Worldwide, thyroid cancer accounts for some 10% of total cancer incidence, most markedly for females. Thyroid cancer radiotherapy, typically using 131I (T1/2 8.02 days; β- max energy 606 keV, branching ratio 89.9%), is widely adopted as an adjunct to surgery or to treat inoperable cancer and hyperthyroidism. With staff potentially receiving significant doses during source preparation and administration, radiation protection and safety assessment are required in ensuring practice complies with international guidelines.

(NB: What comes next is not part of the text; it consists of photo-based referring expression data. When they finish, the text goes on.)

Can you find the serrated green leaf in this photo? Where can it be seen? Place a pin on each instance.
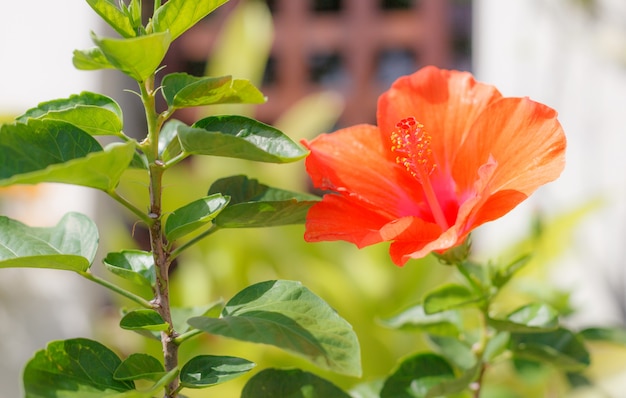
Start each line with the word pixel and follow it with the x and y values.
pixel 91 59
pixel 182 91
pixel 450 296
pixel 534 317
pixel 176 16
pixel 143 319
pixel 140 366
pixel 289 316
pixel 138 57
pixel 75 368
pixel 290 383
pixel 135 266
pixel 194 215
pixel 416 375
pixel 93 113
pixel 208 370
pixel 414 318
pixel 239 137
pixel 113 16
pixel 70 245
pixel 561 348
pixel 254 205
pixel 608 334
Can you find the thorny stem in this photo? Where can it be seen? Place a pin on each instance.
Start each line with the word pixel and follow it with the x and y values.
pixel 158 242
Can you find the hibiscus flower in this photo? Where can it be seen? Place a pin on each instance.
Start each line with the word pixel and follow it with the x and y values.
pixel 449 154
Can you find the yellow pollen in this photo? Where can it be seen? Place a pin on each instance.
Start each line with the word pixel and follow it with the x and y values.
pixel 411 144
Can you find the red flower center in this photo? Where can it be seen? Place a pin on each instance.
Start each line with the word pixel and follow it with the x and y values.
pixel 411 144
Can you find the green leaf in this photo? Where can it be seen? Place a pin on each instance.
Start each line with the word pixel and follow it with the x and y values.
pixel 113 16
pixel 289 316
pixel 194 215
pixel 176 16
pixel 450 296
pixel 135 266
pixel 414 318
pixel 137 57
pixel 140 366
pixel 143 319
pixel 561 348
pixel 93 113
pixel 98 169
pixel 416 375
pixel 70 245
pixel 182 91
pixel 255 205
pixel 207 370
pixel 611 335
pixel 530 318
pixel 91 59
pixel 75 368
pixel 290 383
pixel 239 137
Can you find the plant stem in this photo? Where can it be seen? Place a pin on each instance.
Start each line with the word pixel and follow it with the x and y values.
pixel 158 242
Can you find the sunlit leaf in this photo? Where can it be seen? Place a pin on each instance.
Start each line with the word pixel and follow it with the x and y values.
pixel 143 319
pixel 176 16
pixel 207 370
pixel 273 383
pixel 93 113
pixel 138 57
pixel 534 317
pixel 75 368
pixel 135 266
pixel 561 348
pixel 182 90
pixel 194 215
pixel 416 375
pixel 253 204
pixel 91 59
pixel 70 245
pixel 450 296
pixel 140 366
pixel 289 316
pixel 239 137
pixel 113 16
pixel 414 318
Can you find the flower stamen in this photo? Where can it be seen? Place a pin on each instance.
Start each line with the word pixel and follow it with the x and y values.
pixel 411 144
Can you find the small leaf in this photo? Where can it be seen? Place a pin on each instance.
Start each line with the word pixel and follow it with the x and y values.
pixel 137 57
pixel 611 335
pixel 239 137
pixel 74 368
pixel 255 205
pixel 530 318
pixel 140 366
pixel 91 59
pixel 207 370
pixel 289 316
pixel 182 91
pixel 194 215
pixel 143 319
pixel 416 375
pixel 176 16
pixel 273 383
pixel 135 266
pixel 414 318
pixel 450 296
pixel 561 348
pixel 70 245
pixel 93 113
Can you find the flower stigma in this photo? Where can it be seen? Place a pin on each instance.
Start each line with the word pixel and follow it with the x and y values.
pixel 411 144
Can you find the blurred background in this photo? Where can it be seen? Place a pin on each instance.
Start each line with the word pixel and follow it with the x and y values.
pixel 322 65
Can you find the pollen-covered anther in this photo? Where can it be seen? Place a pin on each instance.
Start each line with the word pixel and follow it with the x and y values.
pixel 411 144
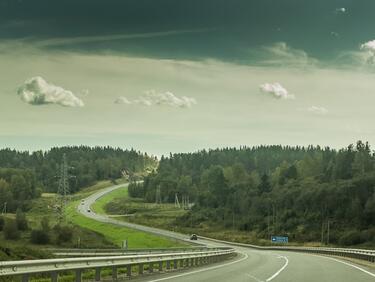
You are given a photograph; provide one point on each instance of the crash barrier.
(160, 262)
(361, 254)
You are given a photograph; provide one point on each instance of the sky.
(177, 76)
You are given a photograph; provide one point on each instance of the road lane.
(250, 265)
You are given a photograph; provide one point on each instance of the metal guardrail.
(119, 252)
(367, 255)
(27, 268)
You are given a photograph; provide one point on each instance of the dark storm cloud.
(231, 28)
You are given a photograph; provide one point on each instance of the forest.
(310, 194)
(25, 175)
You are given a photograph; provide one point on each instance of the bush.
(21, 220)
(39, 237)
(11, 231)
(63, 234)
(44, 223)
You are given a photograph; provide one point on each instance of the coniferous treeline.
(309, 194)
(25, 175)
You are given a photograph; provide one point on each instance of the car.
(193, 237)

The present study, concerning a total of 206 patient radioiodine therapies carried out at King Faisal Specialist Hospital and Research Center over a 6-month period, seeks to evaluate patient and occupational exposures during hospitalization, measuring ambient doses and estimating radiation risk. Using calibrated survey meters, patient exposure dose-rate estimates were obtained at a distance of 30-, 100- and 300 cm from the neck region of each patient. Occupational and ambient doses were measured using calibrated thermoluminescent dosimeters. The mean and range of administered activity (AA, in MBq) for the thyroid cancer and hyperthyroidism treatment groups were 4244 ± 2021 (1669-8066), 1507.9 ± 324.1 (977.9-1836.9), respectively. The mean annual occupational doses were 1.2 mSv, that for ambient doses outside of the isolation room corridors were found to be 0.2 mSv, while ambient doses at the nursing station were below the lower limit of detection. Exposures to staff from patients being treated for thyroid cancer were less compared to hyperthyroidism patients. With a well-defined protocol, also complying with international safety requirements, occupational exposures were found to be relatively high, greater than most reported in previous studies.